Since I installed the disc brake, with very few exceptions all of my braking has been front brake only. This was initially to test the efficiency of the brake, but I was so confident with the result that I just continued to use front brake only. Yes, you do need to revert to rear brake only on icy roads, but on soft snow, I’ve even had the confidence to apply just the front brake due to the disc’s superior modulation. I think the greater modulation is due to the mechanical disadvantage of the disk vs a rim brake. On a standard caliper rim brake, the calipers are located at pretty much the same part of the circle where resistance (ground force on tire) is applied, so the forces tend to cancel each other out, and it is easy to apply too much force to the brake, which causes traction to be lost. With a disc, though, the braking force is applied closer to the center of the wheel circle, and the resistance of the ground is multiplied by the greater distance (moment arm) of the hub to rim distance vs the hub to rotor distance. But because braking force is reduced due to this difference in leverage, it is easier to make small changes to the braking force without significantly disrupting the tire traction. The loss of leverage makes the brakes less “twitchy,” enhancing the ability to modulate braking.
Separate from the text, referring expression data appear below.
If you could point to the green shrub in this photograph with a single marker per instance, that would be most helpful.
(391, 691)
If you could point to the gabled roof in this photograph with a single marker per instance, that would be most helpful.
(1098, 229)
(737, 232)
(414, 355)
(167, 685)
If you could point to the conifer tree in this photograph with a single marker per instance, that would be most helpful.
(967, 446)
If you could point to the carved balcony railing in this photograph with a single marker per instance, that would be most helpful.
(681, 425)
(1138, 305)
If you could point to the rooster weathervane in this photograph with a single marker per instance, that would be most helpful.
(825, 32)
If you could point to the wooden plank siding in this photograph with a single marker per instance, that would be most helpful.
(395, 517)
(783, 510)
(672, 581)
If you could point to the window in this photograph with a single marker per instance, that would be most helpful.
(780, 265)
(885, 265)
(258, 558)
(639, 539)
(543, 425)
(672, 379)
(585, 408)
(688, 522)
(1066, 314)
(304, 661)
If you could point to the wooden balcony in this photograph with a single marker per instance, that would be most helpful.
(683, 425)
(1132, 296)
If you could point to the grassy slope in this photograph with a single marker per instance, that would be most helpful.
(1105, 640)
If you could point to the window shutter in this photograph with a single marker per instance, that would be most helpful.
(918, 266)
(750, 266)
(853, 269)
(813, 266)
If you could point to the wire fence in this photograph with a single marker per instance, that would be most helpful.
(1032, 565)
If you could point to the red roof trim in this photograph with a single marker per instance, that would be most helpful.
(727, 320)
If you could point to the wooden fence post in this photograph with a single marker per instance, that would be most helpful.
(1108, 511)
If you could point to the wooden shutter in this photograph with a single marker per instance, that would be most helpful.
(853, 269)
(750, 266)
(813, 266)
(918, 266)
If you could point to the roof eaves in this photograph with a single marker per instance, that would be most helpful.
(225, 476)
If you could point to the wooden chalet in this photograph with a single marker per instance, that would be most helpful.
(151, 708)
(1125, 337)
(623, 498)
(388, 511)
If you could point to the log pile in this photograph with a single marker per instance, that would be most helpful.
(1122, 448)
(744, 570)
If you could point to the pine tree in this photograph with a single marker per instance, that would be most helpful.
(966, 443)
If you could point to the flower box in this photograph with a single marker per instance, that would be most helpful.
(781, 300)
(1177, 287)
I think the advantage of a hydraulic brake has more to do with the ability to apply greater forces at maximum braking, since there is some leverage provided by the hydraulic reservoir. I think this would provide more uniform modulation across the entire lever travel, including at the maximum extreme, where the mechanical disc’s inferior leverage requires more hand pulling force. But we will find out when I upgrade to a hydraulic disc for next winter.

And if the front disc is good, wouldn’t adding a rear disc be better? For the road, I think not, and for the following reasons:

    - The weight penalty of a disc brake and rotor vs brake caliper.
    - The rotor requires dishing. Combined with the dishing inherent in a rear wheel with cassette, this would result in a very narrow base for the rear wheel’s spokes, making for a weaker rear wheel.
    - If the front disc is hydraulic, a mechanical rear caliper would be a better backup option than a second hydraulic disc.
    - There is far less of a safety issue with the rear rim cracking due to pads wearing the brake track than with the front rim failing.
    - The rear brake does not require the same amount of modulation as the front. Basically, it just needs to be on or off, since the front brake does most of the work. In the worst-case emergency braking situation (assuming no ice), both brakes are applied at maximum. The resulting weight shift unweights the rear tire, causing it to start skidding. Rather than modulating the rear brake, which will have absolutely no effect since the rear tire is nearly weightless, the competent cyclist will maintain the same rear brake pressure, but will ease up slightly on the FRONT brake. Although this will reduce deceleration slightly, it will also reduce weighting to the front, providing equivalent weight to the rear, and giving the rear tire more traction, causing the skidding to stop as the rear tire weights, and rear tire adhesion helps slow the bike. Pressure is then reapplied to the front, which is modulated as needed according to the above to control the rear tire skidding.
    - In my own particular case, with a fixed gear in a track end, a rear disk is impractical because it would be difficult to move the rear disc brake caliper in conjunction with the rear wheel as it is gradually moved further back due to the chain stretching. As well, one of the big advantages of my particular fixie is that it can be quickly converted for track use by removing the brakes and handlebar/stem and replacing them with a track handlebar/stem. With a front disk, I must also include a fork change, but a useless rear disc brake caliper assembly mounted to the seat stay would make this harder to achieve!